And what to make of these 47 songs, composed and sung by a young man, somehow wiser, more road-weary and seasoned than most men twice his age? Some of them became hits for other singers, like Peter, Paul and Mary’s version of “Blowin’ In The Wind” by and the Byrd’s psychedelic interpretation of “Mr. Tambourine Man.” Others would become part of Dylan’s idiosyncratic fabric of folk and blues ruminations — “Man On The Street,” “Poor Blues,” “A Hard Rain’s A-Gonna Fall,” “Master Of War,” “Girl From The North Country” and “The Times Are-A-Changin’.” Still others wouldn’t see official release until long after Dylan had already claimed his throne — “Ballad For A Friend, “ Long Ago, Far Away,” “The Death OF Emmett Till” and “Guess I’m Doing Fine.”
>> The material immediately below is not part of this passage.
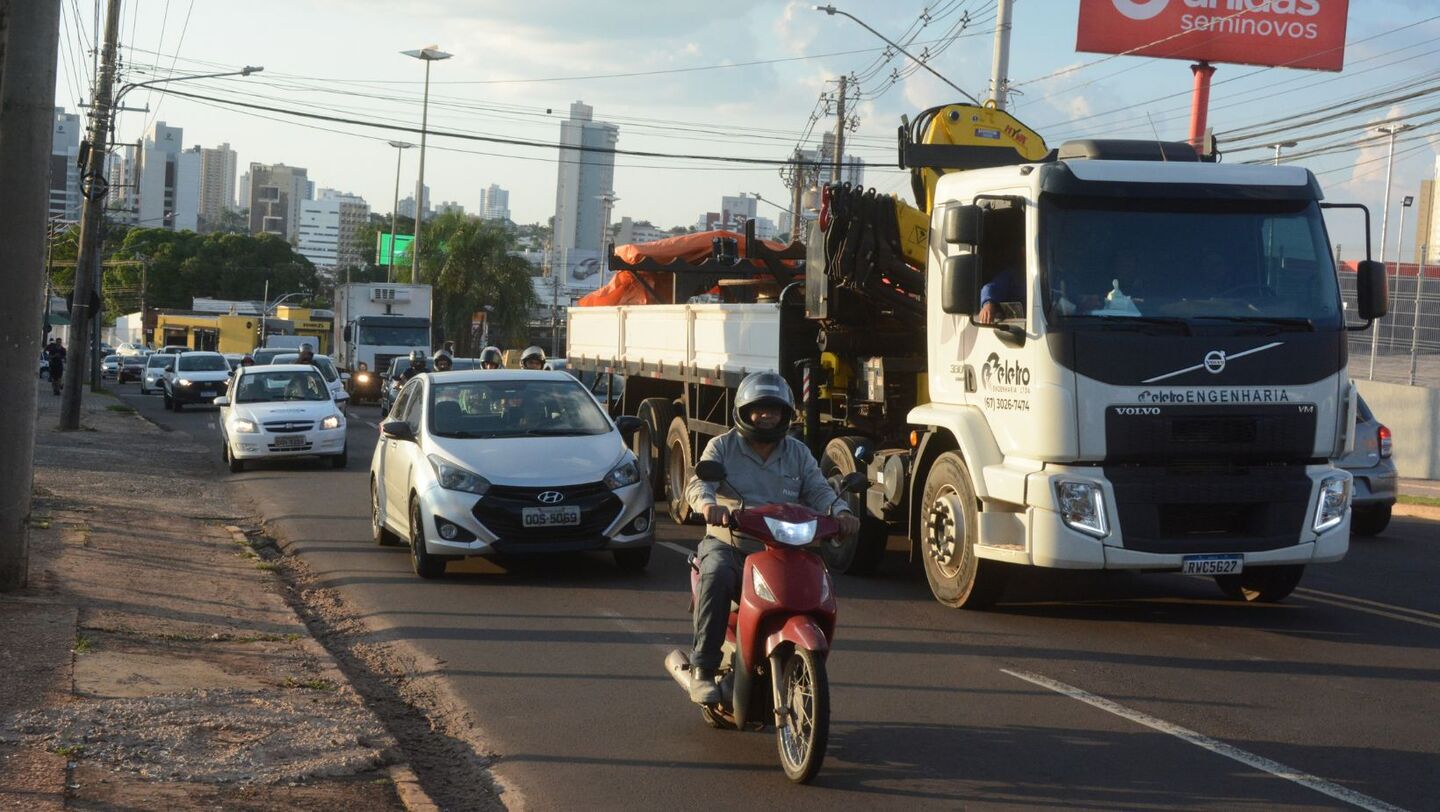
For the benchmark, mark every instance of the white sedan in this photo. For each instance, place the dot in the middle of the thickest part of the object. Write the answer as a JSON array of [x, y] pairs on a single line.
[[507, 461], [281, 411]]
It’s important to remember that the songs here were recorded for Dylan’s publishers, whose intentions were more concerned with the songs than the man who wrote them. Thousands of artists would go on to record Bob Dylan songs, but to hear the master architect, baring his soul with an acoustic and a brave, unpolished vocal is like witnessing birth. The Witmark Demos may have been vehicles to sell songs, but they accomplish more in showing just how delicate and precious a melody and a few words could be when delivered by Bob Dylan. The two-CD package, filled out by an informative 60-page booklet, marks an early chapter in Dylan’s colorful and extensive history, still on the rails with no end in sight.